Dass Liebe durch den Magen geht, haben männliche Zwergdrachenflosser (Corynopoma riisei) verinnerlicht. Die tropischen Fische angeln sich ihre Partnerinnen im wahrsten Sinne des Wortes mit Leckereien – allerdings ist hier Betrügerei im Spiel. Denn die Männchen imitieren begehrte Nahrung wie Insekten nur: mit einem ähnlich aussehenden Anhängsel an ihrem Kopf. Damit locken sie die Fischdamen an und während diese zuschnappen, begatten sie sie.

Wespenspinnenweibchen sind extrem kannibalistisch und versuchen unmittelbar nach Beginn der Paarung, das Männchen zu erbeuten.
Auf Begattung folgt Verstümmelung

Mit falschen Versprechen angelockt zu werden, ist jedoch nicht die einzige Gefahr, die Tieren in Sachen Sex droht.

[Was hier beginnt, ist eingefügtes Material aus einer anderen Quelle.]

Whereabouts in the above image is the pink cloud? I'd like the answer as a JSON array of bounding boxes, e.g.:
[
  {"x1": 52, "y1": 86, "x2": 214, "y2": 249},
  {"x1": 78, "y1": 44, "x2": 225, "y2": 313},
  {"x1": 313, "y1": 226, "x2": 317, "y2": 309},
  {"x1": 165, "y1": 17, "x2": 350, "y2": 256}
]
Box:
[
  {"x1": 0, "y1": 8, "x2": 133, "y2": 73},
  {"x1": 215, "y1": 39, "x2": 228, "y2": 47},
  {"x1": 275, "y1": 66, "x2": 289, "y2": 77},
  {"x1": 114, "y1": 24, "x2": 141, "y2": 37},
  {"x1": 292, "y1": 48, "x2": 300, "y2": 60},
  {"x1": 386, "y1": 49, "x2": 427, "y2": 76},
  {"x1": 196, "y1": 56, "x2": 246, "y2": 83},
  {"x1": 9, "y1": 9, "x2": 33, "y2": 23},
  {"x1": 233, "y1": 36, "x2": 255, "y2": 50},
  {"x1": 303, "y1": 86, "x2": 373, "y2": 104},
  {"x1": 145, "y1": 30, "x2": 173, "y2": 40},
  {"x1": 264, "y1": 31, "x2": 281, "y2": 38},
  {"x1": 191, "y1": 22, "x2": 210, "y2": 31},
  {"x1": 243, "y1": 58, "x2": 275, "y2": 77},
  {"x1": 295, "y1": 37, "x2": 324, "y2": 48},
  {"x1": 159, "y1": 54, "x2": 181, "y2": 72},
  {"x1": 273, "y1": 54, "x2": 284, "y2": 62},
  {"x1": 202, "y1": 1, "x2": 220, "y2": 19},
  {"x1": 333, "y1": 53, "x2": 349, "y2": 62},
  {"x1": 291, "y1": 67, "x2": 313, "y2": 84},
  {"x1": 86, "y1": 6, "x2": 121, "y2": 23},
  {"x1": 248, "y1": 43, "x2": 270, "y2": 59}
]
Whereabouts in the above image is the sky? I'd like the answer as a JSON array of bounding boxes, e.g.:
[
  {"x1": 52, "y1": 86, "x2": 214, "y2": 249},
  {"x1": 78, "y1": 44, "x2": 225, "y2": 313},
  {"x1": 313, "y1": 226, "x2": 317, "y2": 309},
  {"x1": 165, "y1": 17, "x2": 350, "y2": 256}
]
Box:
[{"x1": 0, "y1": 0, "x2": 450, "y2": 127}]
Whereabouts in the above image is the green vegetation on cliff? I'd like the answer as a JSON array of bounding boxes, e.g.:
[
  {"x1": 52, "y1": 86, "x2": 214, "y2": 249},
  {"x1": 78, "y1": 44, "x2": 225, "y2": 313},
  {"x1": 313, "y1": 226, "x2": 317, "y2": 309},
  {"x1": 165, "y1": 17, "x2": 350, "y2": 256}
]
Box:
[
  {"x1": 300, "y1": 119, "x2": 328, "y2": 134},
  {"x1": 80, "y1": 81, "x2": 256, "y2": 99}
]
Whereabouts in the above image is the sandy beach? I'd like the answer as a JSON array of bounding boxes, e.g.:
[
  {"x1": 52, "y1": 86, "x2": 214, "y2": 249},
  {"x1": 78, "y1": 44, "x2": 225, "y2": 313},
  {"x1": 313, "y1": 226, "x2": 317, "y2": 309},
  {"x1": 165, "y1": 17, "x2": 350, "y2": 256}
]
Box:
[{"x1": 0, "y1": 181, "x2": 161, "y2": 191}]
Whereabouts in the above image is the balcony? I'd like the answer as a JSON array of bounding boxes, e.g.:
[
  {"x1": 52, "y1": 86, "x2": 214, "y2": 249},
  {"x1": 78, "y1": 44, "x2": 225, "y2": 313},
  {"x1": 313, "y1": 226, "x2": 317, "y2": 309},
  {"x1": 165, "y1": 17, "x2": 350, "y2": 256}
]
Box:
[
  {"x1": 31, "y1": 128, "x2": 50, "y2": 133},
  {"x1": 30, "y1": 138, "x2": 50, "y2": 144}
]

Mitunter kann es bei der Fortpflanzung ziemlich rabiat zugehen. In manchen Fällen ist sie sogar mit Lebensgefahr verbunden: Weibchen einiger Spinnenarten sind bekannt dafür, ihre Verehrer nach erfolgter Paarung aufzufressen.

Manchmal drehen die Männchen den Spieß aber auch um: Sie betrachten das Weibchen als Beute statt als Partnerin oder verstümmeln sie nach der Begattung. Letzteres ist zum Beispiel bei der Radnetzspinnenart Larinia jeskovi der Fall. Wie Forscher beobachtet haben, zwicken die Männchen nach der Paarung einen Teil der Genitalien des Weibchens ab. So verhindern sie, dass sich dieses anschließend mit anderen Männchen paaren kann und stellen ihre eigene Vaterschaft sicher.

Affe besteigt Hirsch

Doch nicht nur zwischen Männchen und Weibchen derselben Art kommt es zu für den menschlichen Betrachter seltsam anmutenden Sexhandlungen. In Einzelfällen finden sie sogar über Artgrenzen hinweg statt. Lange Zeit galt dies als unnatürliches Verhalten, das nur in Gefangenschaft entsteht. Inzwischen aber wurden zwischenartliche Techtelmechtel auch in freier Wildbahn entdeckt.

Marie Pelé von der Universität Strasbourg und ihre Kollegen beobachteten im Jahr 2015 etwa, wie ein japanischer Schneeaffe eine Sikahirsch-Dame bestieg. Dabei führte der Affe wiederholt eindeutige sexuelle Bewegungen aus. Zum ersten Mal wurden interspezifische sexuelle Handlungen in der Natur 2006 dokumentiert. Damals machte ein antarktischer Seebär Schlagzeilen, der sich in aggressiver Manier an einer Königspinguin-Dame vergriff.

Es geht auch ohne Sex

Man mag es kaum glauben, aber manche Tiere kommen ohne Sex aus: Vor allem wirbellose Tiere wie Insekten zeugen häufiger durch Jungferngeburten Nachwuchs. Eine solche Parthenogenese ist bei Wirbeltieren dagegen extrem selten. Zu den wenigen Vertretern mit dieser Fortpflanzungsstrategie gehören Amazonenkärpflinge – sie setzen sogar ausschließlich auf diese Zeugungsvariante.

Das Skurrile: Bei den lebendgebärenden Fischen gibt es nur Weibchen. Ihre Eizellen können sich direkt zu einem Fisch entwickeln, ganz ohne zusätzliches Erbmaterial aus einem Spermium. Spermien sind lediglich als mechanischer Anstoß für die Embryonenentwicklung nötig. Diese "stehlen" die Amazonenkärpflinge von Männchen einer nahe verwandten Art, indem sie diese zur Kopulation verführen. Der Nachwuchs jedoch ist ein hundertprozentiger Klon der Mutter.